Untuk anti – Islam, Usman mencontohkan pada
Pilkada DKI 2017. Menurut Usman, vonis yang diterima oleh Basuki Tjahaja
Purnama merupakan produk politik kebencian yang akan tercatat dalam sejarah HAM Indonesia. Usman mengatakan lawan politik Ahok
menggunakan sentimen anti-Islam untuk memenjarakan Ahok.
“Pimpinan kelompok seperti FPI, Riziq Shihab
menggunakan retorika kebencian untuk menggerakkan massa agar mendorong polisi
memproses hukum Ahok atas tuduhan menista agama,” kata Usman.
Potret Pilkada DKI 2017 merupakan referensi untuk
memprediksi situasi yang akan datang (analysis past, present, and future).
Saya akan coba memotret lagi jauh kebelakang
untuk menemukan benang merah politik kebencian yang kerap digunakan sebagai
strategi memenangkan pertarungan politik.
Era Soekarno
Pada masa merebut kemerdekaan Soekarno dalam orasi
politiknya juga menggunakan ujaran kebecian pada bangsa asing seperti; Ganyang
Malaysia, Amerika kita setrika, Inggris kita linggis, lawan imperialisme, dan
banyak slogan lainnya. Tapi faham yang dipakainya adalah Nation building,
character building, kalimat ini selalu dipakai dalam pidatonya untuk
mempersatukan anak bangsa yang sudah terpecah pecah akibat politik devita et
ampera yang sudah diterapkan ratusan tahun di seluruh Nusantara.
Kita lihat potret Pemilu 1955, siapa dan partai
apa yang memperoleh suara terbanyak pada masa itu.
Hasil Pemilu 1955
1. PNI 119 Kursi
2. Masyumi 112 Kursi
3. NU 91 Kursi
4. PKI 80 Kursi
Dalam
sejarah politik tercatat bahwa Pemilu tahun 1955 paling demokratis, juga
dicatat keamanan diganggu oleh DI/TIT (Darul Islam) Tentara Islam Indonesia
dibawah pimpinan Karto Soewiryo.
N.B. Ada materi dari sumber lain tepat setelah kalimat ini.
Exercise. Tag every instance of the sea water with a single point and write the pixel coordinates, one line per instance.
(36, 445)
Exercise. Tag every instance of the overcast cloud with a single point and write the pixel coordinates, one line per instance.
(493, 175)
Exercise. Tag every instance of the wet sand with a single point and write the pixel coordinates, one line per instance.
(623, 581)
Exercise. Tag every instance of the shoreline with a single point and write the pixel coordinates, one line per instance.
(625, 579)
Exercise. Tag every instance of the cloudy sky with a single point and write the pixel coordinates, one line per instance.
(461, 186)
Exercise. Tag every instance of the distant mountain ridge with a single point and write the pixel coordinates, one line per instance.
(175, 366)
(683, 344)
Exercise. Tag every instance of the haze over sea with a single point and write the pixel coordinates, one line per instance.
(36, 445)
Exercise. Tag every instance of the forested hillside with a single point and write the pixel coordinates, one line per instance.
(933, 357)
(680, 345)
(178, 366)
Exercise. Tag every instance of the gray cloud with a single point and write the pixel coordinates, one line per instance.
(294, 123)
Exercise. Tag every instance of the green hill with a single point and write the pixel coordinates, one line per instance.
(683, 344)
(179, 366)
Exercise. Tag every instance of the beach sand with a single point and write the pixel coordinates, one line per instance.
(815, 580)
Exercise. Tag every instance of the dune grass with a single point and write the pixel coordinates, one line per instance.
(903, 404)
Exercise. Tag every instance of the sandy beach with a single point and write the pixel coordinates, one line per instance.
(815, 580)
Polisi dan TNI ikut memilih pada Pemilu 1955.
Jumlah
kursi yang diperebutkan 260, kursi konstituante berjumlah 520 (dua kali lipat
kursi DPR) ditambah 14 kursi wakil dari
golongan minoritas. Pemilu tidak dilanjutkan pada tahun 1960. Hal ini
diakibatkan pada 5 Juli 1959, dikeluarkan Dekret Presiden yang membubarkan
konstituante dan pernyataan kembali ke UUD 1945. Kemudian pada 4 Juni 1960,
Soekarno membubarkan DPR hasil Pemilu 1955.
Walaupun
dalam sejarah politik Soekarno banyak yang Otoritarian, kontroversial seperti
Politik NASAKOM, perlu dicatat dan diingat Politik menyatukan anak bangsa
Nation Building, Nawacita, dan politik luar negrinya the new emerging force
yang dikagumi diseluruh dunia pantas disebut bapak bangsa dan the Faunding
Father.
Ujaran kebenciannya ditujukan pada bangsa asing bukan pada bangsa sendiri.
Era Suharto
Bersambung.....sabar ya lagi di ketik......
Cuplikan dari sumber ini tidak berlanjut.